Passemos então à História do livro. O seu autor, Takiji Kobayashi, tinha 26 anos quando o escreveu. Desde então, foi alvo de perseguições e discriminação, até que em 1933 foi capturado pela Polícia Secreta, espancado brutalmente, e acabando por morrer. Tinha 30 anos.
É difícil nos dias de hoje ter sensibilidade suficiente para perceber o quanto algumas pessoas sacrificaram para lutar pelos direitos de dignidade mínima, e para combater as injustiças sociais. Felizmente o século XX fez-nos avançar muito.
Mas eis-nos chegados ao século XXI, quando as condições laborais começam a dar sinais fortes de degradação, quando algumas pessoas sentem que são exploradas para que alguns patrões (como os do livro) enriqueçam. O livro, passados 80 anos da sua publicação, torna a conquistar um lugar central na atenção de vários públicos, tornando-se um bestseller inesperado em vários países. Ajuda-nos a perceber algo que muitas vezes esquecemos: certas coisas na vida são cíclicas, e convém estarmos atentos ao mundo que nos rodeia para não cometermos os mesmos erros.

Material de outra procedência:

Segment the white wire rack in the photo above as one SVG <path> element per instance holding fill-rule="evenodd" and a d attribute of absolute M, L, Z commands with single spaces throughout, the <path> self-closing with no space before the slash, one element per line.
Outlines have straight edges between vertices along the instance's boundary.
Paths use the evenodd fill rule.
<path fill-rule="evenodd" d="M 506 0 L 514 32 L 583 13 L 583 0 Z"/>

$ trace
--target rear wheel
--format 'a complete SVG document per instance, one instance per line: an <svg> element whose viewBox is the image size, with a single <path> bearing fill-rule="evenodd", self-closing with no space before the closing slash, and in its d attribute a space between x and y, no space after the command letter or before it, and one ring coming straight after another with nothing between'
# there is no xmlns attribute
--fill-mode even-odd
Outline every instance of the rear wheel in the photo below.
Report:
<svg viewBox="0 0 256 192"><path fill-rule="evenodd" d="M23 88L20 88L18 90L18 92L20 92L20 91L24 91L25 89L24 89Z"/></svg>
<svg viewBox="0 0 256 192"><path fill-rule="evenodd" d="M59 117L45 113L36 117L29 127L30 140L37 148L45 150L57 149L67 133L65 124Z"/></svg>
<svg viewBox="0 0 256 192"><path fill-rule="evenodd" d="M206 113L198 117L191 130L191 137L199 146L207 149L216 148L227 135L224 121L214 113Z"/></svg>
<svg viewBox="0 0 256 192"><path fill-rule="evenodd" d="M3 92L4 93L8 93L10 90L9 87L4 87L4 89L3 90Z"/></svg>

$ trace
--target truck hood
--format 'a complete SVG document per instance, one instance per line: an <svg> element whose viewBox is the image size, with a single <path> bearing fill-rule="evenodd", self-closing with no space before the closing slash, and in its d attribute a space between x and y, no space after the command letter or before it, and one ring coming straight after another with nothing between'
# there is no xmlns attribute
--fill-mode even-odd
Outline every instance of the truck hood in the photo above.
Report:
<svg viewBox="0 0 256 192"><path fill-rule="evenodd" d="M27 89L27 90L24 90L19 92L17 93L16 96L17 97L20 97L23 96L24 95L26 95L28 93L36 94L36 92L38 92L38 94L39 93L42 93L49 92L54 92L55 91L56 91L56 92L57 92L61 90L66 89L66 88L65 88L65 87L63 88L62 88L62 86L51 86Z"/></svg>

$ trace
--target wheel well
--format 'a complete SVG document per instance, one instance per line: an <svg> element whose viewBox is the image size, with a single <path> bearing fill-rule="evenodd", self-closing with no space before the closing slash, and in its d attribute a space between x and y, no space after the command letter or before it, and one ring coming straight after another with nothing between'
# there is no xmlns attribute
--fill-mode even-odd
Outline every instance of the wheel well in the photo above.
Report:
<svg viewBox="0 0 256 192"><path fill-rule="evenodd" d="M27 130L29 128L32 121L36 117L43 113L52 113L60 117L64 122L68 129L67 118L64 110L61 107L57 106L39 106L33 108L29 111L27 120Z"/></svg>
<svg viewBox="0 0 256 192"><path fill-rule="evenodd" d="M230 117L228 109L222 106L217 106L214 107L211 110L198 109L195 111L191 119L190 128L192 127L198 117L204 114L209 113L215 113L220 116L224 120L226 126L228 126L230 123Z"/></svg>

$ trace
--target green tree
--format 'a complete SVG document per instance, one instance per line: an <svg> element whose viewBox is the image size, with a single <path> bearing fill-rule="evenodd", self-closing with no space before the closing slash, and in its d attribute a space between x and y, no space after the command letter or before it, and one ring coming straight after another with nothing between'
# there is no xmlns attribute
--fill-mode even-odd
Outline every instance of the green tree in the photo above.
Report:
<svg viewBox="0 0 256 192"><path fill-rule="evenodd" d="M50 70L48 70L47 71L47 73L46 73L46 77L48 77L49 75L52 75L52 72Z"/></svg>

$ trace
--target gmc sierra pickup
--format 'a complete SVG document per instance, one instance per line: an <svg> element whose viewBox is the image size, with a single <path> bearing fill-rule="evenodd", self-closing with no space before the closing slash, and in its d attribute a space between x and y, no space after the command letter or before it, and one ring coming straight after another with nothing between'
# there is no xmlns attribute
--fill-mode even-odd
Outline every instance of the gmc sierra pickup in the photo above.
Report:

A título de curiosidade, o nome do navio onde decorre a história é Hakko Maru. Se juntarmos a isto parte do nome do autor, obtemos “Kobayashi Maru”, algo que não será estranho aos fãs de Star Trek. Coincidência? Não creio. O Kobayashi Maru era o teste que a Starfleet impunha aos seus cadetes e que era impossível de vencer, uma “no win situation”, as o qual o Capitão Kirk conseguiu ultrapassar de forma inesperada.
A escrita de Kanikosen é pesada, violenta, e pouco aconselhada a leitores mais convencionais (tias de Cascais, e leitores assíduos de Paula Bobone e companhia). Propaganda Comuna chamar-lhe-ão alguns; Oportunismo Mediático dirão outros. Quanto ao Grande Crítico Literário THE PSY, este limitar-se-á a citar algo que estamos fartos de ouvir nos filmes: History repeats itself.

Cada carril de cada via-férrea de Hokkaido correspondia, literalmente, ao cadáver de um jornaleiro. E os blocos de betão armado para construir os portos eram os corpos dos operários enterrados em vida, como «colunas humanas». Aqueles trabalhadores de Hokkaido eram conhecidos como «polvos». O polvo, para sobreviver, come os próprios tentáculos. Eram exactamente isso! Assim surgiu essa classe de exploração primitiva que não temia nada. Os patrões recolhiam benefícios às pazadas. E racionalizaram-nos habilmente, associando-os a frases como «desenvolvimento da riqueza nacional». Os capitalistas eram muito astuciosos. Os trabalhadores morriam à fome, ou eram espancados até à morte «em nome da nação».